Figure 1. (A,B) Global seasonal mean AOD at 550 nm (March–April–May) as derived from the MODIS-like retrieval algorithm applied to MODIS input radiances (A) and applied to VIIRS input radiances (B). (C) Difference between (A) and the corresponding seasonal mean AOD at 550 nm produced from the operational MODIS aerosol retrieval algorithm. (D) Difference between (B) and (A). Reprinted from Levy et al. (2015), under Creative Commons Attribution 3.0 License.
Figure 1B shows the seasonal mean AOD for the same MODIS-like algorithm applied to VIIRS inputs. Comparing Figures 1A,B demonstrates the consistency in the products after the porting. Figure 1D is the difference between applying exactly the same algorithm to the inputs of the two sensors. Here, differences in AOD can be as large as ±0.07 AOD over land, and systematically biased 0.02 to 0.10 over ocean. The take home message from Figure 1 is in comparing Figures 1C,D. Figure 1C shows the difference in retrieved AOD due to algorithmic difference (with same inputs) is relatively small, while Figure 1D shows relatively large differences in AOD due to different inputs (with same algorithm). Input reflectances, not the algorithm, are the major challenge to overcome in matching retrieved AOD data sets from different sensors. The differences in Figure 1D have been traced to fundamental biases in the input radiances of specific channels and could be eliminated with calibration that forces the instruments to be the same. Achieving continuity in the aerosol record between any two sensors, such as MODIS and VIIRS, requires a period of overlap during which differences can be identified and calibration adjusted, if necessary.

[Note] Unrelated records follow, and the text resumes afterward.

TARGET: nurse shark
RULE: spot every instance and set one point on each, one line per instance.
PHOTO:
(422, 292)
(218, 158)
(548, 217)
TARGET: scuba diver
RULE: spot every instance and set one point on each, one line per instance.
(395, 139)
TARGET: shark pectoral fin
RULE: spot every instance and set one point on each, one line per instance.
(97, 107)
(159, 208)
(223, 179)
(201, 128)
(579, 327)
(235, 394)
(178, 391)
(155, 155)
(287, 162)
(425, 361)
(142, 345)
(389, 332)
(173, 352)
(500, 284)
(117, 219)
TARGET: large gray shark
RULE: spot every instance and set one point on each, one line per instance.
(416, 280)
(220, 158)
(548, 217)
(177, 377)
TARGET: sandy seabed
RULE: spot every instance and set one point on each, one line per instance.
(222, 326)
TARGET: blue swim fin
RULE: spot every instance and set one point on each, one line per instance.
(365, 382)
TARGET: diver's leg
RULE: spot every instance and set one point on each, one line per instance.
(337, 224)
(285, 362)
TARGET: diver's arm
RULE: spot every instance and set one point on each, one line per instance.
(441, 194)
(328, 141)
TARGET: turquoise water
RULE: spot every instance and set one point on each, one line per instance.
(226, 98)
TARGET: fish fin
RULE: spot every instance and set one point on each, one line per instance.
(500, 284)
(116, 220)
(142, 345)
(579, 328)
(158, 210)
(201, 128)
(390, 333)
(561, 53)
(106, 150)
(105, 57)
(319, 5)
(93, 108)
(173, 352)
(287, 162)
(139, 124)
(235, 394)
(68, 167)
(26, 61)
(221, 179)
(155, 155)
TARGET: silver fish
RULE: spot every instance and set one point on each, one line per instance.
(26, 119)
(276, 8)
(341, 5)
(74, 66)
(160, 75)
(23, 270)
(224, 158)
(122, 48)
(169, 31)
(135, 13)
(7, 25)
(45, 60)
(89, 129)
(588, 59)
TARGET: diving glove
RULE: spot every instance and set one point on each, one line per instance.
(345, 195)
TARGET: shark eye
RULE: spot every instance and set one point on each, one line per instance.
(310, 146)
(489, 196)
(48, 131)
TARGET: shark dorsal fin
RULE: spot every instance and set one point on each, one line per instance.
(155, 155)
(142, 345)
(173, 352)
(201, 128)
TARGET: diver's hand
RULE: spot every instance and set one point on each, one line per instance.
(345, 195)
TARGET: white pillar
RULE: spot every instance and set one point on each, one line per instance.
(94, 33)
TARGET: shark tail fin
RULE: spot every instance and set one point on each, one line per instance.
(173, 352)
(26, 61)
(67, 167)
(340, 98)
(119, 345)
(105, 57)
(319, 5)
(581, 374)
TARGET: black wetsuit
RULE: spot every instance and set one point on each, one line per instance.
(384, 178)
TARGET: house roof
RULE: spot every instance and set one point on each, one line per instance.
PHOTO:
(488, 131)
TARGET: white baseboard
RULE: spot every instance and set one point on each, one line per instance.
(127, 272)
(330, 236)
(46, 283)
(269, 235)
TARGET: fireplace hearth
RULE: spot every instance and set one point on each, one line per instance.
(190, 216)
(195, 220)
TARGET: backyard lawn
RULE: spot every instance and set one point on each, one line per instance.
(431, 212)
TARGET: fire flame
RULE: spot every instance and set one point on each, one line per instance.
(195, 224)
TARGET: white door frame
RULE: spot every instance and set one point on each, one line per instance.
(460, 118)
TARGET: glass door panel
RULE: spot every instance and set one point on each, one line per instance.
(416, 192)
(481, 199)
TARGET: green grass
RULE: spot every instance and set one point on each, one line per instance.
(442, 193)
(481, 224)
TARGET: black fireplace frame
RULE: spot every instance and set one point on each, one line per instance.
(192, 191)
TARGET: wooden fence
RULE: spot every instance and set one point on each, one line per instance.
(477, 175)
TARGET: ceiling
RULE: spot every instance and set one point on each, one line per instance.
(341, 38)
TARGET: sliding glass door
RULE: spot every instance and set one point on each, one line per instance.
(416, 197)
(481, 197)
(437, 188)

In Figure 1 we demonstrate differences in the results of applying the same algorithm to both MODIS and VIIRS input reflectances. Now we attempt to determine which of the two satellite sensors is returning the more accurate AOD product by comparing satellite retrievals against collocated ground-based AERONET measurements. Figure 2 shows the differences between satellite retrieval and AERONET AOD as a function of AERONET AOD. In Figure 2B, we can see the same positive bias of ML_V for ocean retrievals against AERONET as we saw ML_V against ML_M in Figure 1D. This suggests that the VIIRS radiances are the ones requiring calibration adjustment. We note that the MODIS and MODIS-like algorithms employ a different set of wavelengths in their retrievals over ocean and land. Calibration biases in particular wavelengths will not necessarily affect AOD retrievals the same over ocean and land.

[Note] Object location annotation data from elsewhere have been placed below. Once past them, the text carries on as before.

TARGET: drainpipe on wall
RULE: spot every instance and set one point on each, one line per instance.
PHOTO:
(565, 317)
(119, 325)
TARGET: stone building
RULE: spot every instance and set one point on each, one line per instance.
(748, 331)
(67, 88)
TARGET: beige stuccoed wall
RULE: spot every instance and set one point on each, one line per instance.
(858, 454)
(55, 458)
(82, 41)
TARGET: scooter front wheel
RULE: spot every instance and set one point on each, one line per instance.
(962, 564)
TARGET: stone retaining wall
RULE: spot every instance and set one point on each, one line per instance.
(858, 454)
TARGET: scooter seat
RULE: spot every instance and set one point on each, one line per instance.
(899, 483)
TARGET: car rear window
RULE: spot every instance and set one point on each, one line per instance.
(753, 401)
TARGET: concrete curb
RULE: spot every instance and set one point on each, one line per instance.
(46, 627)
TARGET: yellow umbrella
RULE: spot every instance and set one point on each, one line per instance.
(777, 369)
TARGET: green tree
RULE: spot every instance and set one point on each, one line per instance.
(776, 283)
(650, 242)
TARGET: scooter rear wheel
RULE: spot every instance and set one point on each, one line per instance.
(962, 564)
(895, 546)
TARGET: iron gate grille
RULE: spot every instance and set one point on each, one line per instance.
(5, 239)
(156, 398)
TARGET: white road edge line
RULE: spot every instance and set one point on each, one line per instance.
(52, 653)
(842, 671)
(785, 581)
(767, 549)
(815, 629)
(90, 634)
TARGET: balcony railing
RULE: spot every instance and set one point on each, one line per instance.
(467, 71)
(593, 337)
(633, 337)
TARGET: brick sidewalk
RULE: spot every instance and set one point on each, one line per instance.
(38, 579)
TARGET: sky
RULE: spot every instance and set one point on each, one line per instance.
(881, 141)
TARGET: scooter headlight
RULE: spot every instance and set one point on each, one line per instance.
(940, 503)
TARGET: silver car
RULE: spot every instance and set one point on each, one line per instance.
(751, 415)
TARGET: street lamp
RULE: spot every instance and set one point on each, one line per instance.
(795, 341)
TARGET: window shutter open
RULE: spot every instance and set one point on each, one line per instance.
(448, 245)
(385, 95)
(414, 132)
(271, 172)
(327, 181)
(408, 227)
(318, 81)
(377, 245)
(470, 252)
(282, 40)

Figure 2. Differences between satellite retrieval of AOD and collocated AERONET measurements of AOD from a global data set of satellite-AERONET collocations, sorted according to AERONET AOD and binned with equal number of collocations in each bin. Red dots indicate mean of each bin, boxes enclose one standard deviation in each bin, whiskers extend to two standard deviations and blue center line of each box denotes the median. (A,C) Is for the MODIS-like retrieval algorithm applied to MODIS input radiances. (B,D) Is for the same MODIS-like retrieval algorithm applied to VIIRS input radiances. (A,B) is for aerosol retrievals over ocean, and (C,D) is for retrievals over land. Reprinted from Levy et al. (2015), under Creative Commons Attribution 3.0 License.

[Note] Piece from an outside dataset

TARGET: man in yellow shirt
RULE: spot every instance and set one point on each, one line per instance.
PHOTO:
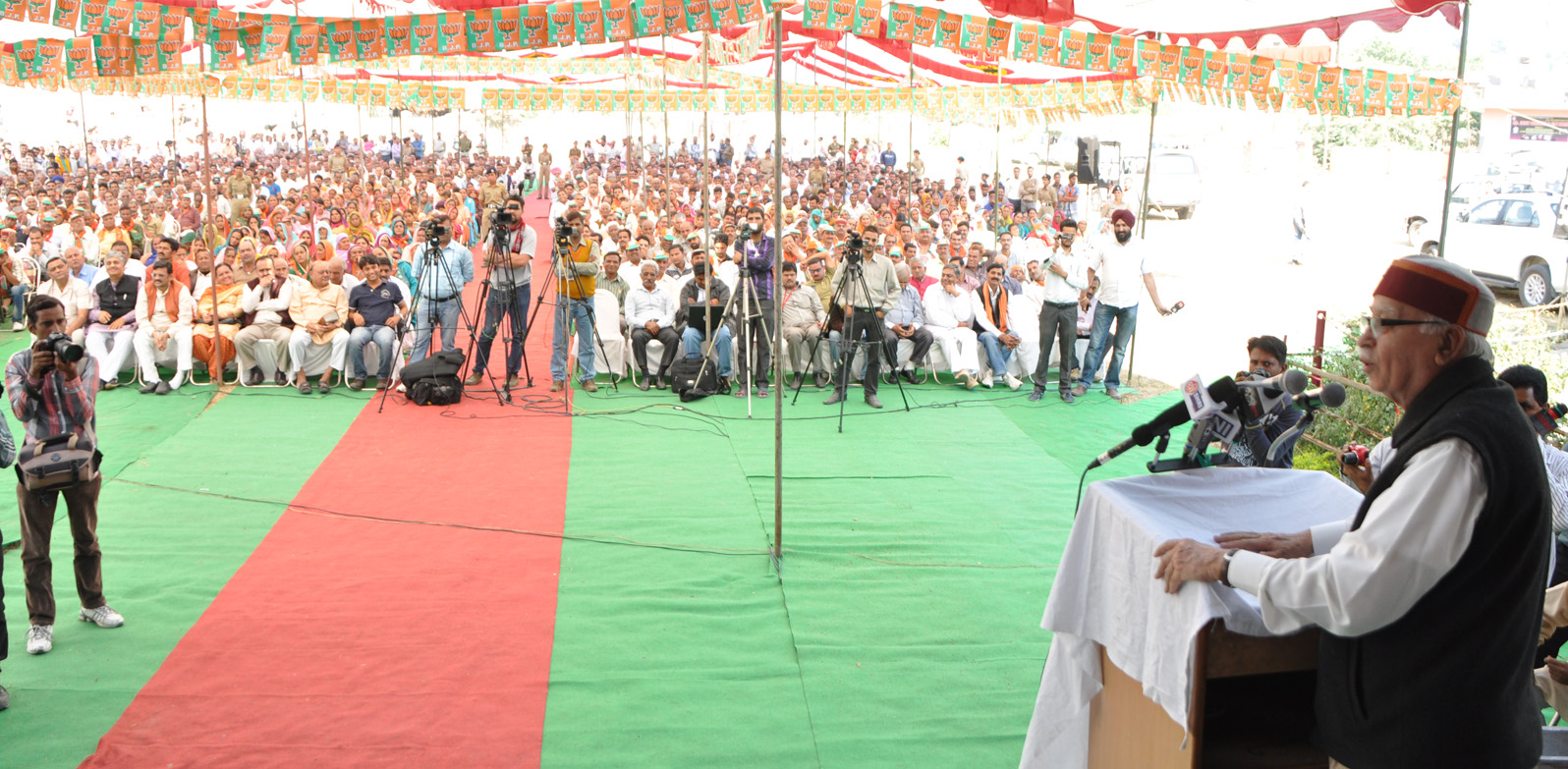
(318, 310)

If all reflectance measurements made by OCI are well-calibrated, we anticipate similar magnitude differences between heritage aerosol products and OCI aerosol products based on heritage algorithms as is illustrated in Figure 1C. These small differences, due to the coarser spatial resolution of OCI and its lack of IR channels that MODIS uses for masking, are unbiased and within the expected uncertainty of heritage products. However, as Figures 1D, 2 demonstrate, inexact instrument calibration, even within specified uncertainties of sensor characterization teams, has the potential to increase differences in retrieved AOD and create biases that are outside heritage expectations.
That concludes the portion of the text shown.